Una Alemania sin el euro tendría que contar con graves quebrantos económicos. No bien de regreso el marco, los mercados de divisas lo reevaluarían, y no precisamente poco (véase más arriba). Ni siquiera la Bundesbank se alegraría demasiado con el poder recobrado. La salida del euro le echaría a perder los balances, pues habría perdido el grueso de la deuda activa que ella misma, el Estado alemán y la banca y las empresas privadas alemanas tienen en la zona euro exterior. De modo que, saliendo del euro, habrían logrado lo que precisamente se quiere evitar: una deuda pública harto mayor –de proporciones italianas o aun griegas— en la patria de los histéricos de la deuda…
Supongamos que Alemania regresara al marco y abandonara la Eurozona el próximo 1 de enero de 2014. ¿Qué pasaría entonces?

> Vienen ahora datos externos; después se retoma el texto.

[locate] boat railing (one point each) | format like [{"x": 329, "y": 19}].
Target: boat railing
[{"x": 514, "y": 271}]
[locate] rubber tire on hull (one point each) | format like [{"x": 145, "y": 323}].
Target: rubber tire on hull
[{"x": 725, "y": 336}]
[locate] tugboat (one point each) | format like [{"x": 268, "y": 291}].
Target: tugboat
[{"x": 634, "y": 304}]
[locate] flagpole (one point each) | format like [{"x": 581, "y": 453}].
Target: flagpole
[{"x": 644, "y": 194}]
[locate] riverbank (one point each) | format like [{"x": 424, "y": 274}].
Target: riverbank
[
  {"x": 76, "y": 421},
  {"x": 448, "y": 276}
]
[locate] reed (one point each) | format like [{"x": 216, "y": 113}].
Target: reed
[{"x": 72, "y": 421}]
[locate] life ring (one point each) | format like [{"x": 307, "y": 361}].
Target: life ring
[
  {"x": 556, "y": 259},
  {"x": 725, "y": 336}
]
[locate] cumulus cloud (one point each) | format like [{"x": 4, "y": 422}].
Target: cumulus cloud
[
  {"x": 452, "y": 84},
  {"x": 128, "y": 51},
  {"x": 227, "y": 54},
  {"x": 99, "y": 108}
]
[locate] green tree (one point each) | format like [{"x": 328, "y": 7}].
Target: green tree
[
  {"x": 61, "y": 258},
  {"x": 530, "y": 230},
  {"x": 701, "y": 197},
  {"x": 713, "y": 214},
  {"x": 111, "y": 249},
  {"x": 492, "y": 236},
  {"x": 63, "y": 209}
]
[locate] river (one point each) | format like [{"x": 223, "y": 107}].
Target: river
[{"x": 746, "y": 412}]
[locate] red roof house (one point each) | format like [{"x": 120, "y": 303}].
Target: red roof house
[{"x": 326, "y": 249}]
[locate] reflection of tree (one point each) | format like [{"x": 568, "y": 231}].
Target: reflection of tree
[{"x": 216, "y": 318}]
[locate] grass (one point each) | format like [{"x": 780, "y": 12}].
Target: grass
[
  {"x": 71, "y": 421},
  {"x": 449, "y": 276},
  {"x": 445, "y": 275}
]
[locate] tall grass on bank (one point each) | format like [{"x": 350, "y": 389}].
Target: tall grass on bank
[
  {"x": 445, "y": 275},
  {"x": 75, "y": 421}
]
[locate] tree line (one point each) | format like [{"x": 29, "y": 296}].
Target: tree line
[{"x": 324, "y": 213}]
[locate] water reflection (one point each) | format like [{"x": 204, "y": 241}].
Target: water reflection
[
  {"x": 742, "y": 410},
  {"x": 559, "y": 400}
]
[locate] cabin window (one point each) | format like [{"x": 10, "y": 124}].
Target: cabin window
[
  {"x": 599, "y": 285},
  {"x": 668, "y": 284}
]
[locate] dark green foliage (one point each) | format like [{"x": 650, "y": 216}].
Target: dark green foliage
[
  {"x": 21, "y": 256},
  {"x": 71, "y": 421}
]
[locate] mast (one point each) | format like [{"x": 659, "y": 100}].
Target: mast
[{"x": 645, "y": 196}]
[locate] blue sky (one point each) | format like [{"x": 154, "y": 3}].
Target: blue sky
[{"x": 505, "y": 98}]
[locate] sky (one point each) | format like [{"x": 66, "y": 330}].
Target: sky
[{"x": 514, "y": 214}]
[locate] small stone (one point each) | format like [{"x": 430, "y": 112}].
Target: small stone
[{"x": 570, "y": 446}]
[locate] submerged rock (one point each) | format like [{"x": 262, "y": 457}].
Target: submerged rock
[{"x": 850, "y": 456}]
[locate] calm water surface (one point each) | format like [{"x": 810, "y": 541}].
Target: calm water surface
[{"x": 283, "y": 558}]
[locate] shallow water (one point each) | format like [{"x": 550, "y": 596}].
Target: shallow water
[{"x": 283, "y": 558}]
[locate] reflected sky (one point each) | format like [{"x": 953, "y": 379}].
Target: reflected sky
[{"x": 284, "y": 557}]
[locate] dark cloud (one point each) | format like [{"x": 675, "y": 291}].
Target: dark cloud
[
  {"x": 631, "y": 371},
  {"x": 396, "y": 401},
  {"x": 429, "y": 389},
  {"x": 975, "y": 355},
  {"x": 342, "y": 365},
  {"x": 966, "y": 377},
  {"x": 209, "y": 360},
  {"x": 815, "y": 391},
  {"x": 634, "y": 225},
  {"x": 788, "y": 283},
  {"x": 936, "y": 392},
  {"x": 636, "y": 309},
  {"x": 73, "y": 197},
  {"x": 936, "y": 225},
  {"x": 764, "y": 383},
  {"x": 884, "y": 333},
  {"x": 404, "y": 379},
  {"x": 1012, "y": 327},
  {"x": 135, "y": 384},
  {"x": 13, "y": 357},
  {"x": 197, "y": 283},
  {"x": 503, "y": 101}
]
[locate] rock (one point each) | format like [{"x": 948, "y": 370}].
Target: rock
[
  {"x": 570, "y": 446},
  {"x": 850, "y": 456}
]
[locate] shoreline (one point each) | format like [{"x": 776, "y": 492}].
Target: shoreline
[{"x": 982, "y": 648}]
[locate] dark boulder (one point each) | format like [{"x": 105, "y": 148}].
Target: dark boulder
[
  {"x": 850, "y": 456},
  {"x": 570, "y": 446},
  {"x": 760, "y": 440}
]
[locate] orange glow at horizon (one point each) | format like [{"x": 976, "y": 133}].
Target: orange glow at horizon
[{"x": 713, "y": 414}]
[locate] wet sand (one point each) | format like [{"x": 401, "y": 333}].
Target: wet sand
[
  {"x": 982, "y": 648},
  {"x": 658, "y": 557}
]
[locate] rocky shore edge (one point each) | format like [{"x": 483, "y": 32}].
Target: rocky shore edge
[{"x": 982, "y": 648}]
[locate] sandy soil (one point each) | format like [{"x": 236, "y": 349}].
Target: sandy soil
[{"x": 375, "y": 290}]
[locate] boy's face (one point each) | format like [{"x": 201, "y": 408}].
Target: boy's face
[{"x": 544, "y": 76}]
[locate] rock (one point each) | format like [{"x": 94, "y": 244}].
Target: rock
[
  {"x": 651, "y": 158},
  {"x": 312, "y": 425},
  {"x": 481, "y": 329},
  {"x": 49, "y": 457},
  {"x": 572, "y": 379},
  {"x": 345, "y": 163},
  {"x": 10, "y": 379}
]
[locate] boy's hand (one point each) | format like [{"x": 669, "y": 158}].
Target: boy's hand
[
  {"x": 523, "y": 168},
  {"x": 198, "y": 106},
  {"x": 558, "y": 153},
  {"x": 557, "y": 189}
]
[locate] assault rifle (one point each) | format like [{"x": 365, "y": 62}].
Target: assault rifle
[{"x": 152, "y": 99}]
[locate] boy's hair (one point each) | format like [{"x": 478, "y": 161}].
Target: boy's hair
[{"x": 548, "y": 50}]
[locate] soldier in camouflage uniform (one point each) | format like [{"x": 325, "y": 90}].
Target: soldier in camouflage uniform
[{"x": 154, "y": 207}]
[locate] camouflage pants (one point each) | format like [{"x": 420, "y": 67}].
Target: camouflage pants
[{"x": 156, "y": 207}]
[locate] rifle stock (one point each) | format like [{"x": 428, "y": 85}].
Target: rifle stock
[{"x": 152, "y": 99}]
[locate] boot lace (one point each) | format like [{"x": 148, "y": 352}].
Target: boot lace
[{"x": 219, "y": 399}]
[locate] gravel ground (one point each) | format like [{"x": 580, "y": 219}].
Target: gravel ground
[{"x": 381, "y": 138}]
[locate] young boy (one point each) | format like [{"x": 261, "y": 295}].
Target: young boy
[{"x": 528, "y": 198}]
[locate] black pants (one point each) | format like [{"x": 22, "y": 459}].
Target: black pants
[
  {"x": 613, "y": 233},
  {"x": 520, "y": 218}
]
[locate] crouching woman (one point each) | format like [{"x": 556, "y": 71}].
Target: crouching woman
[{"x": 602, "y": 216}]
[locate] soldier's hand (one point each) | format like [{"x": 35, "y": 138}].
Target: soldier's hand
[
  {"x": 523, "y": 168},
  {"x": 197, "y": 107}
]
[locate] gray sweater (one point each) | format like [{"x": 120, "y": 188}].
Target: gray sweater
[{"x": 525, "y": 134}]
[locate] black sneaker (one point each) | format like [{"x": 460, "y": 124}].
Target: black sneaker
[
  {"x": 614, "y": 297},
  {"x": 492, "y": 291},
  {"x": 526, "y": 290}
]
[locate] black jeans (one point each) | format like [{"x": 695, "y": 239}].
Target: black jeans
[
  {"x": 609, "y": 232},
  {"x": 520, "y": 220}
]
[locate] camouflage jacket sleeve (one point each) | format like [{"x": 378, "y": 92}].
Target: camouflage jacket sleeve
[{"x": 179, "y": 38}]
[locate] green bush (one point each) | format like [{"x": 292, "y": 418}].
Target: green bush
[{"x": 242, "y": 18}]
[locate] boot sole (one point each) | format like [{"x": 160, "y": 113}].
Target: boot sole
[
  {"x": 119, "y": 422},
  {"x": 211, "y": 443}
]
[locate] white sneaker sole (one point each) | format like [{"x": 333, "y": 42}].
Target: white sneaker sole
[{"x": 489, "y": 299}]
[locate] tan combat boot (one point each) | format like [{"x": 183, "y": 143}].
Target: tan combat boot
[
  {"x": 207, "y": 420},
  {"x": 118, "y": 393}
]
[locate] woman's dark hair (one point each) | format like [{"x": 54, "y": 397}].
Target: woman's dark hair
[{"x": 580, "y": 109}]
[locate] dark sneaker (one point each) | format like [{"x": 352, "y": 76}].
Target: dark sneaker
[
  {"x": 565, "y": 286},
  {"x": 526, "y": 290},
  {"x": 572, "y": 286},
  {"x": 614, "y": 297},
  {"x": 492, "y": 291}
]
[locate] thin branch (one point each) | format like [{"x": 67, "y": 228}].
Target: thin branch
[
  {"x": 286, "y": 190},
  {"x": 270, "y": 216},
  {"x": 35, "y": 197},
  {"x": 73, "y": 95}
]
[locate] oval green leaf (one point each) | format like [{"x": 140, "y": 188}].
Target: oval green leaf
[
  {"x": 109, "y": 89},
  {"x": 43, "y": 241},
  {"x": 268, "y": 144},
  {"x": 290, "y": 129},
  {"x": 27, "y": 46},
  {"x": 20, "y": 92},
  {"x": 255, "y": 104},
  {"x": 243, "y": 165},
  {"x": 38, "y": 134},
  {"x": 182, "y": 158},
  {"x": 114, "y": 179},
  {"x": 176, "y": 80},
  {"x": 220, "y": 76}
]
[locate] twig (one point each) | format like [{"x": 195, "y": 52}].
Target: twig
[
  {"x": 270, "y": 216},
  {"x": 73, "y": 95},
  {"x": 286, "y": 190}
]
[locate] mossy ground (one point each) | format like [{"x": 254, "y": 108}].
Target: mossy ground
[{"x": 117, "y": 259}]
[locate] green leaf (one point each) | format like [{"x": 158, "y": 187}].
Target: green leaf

Un marco de regreso experimentaría fuertes presiones alcistas frente a los Estados que se mantuvieran en el euro o aun frente a otros que recuperaran sus monedas nacionales. El alza del marco se situaría entre el 20% y el 30%. Eso dañaría enormemente a las exportaciones alemanas: sería el final del milagro exportador. Deberían caer o los salarios o el grueso de las empresas exportadoras. En cualquier caso, el mercado laboral y la coyuntura económica interna resultarían gravemente dañadas.
La Bundesbank estaría sometida a una enorme presión, tendría que acumular pérdidas y no podría seguir contribuyendo al presupuesto federal. Al gobierno federal le quedarían dos opciones: o valorizar las reservas alemanas de oro, lo que resulta arriesgado a la vista de las fluctuaciones de precios del oro; o vincular el capital de la Bundesbank con las reservas federales. En cualquier caso, la deuda pública crecería, y no tardaría en rebasar el 100% del PIB.
La precaria situación económica de los Estados de la UE llevó a una situación en la que las exportaciones alemanas tenían que pagarse muchas veces con créditos alemanes. La deuda activa exigible por la Bundesbank, resultante del sistema Target-2, tenía el 30 de abril de 2013 un monto de 607,0 mil millones de euros: cerca de dos presupuestos federales. Si Alemania abandonara la Unión Monetaria, buena parte de ese dinero se perdería. A fin de cuentas, el euro caería drásticamente en relación con el nuevo marco alemán, lo que tendría también consecuencias para las deudas de muchos socios de la UE.
Huelga decir que los bancos privados no se sustraerían al pánico bancario: no sólo tendrían que lidiar con depreciaciones y quitas de deuda, sino que perderían de la noche a la mañana su credibilidad. La Bundesbank no podría seguir ayudándoles, lo que quiere decir que los depositantes se verían afectados: el pánico bancario sería ineluctable; el sálvese quien pueda. Lo que estaría amenazado serían ahorros y seguros de vida por valor de 3,2 billones de euros: en cualquier caso, un marco más caro les haría perder valor.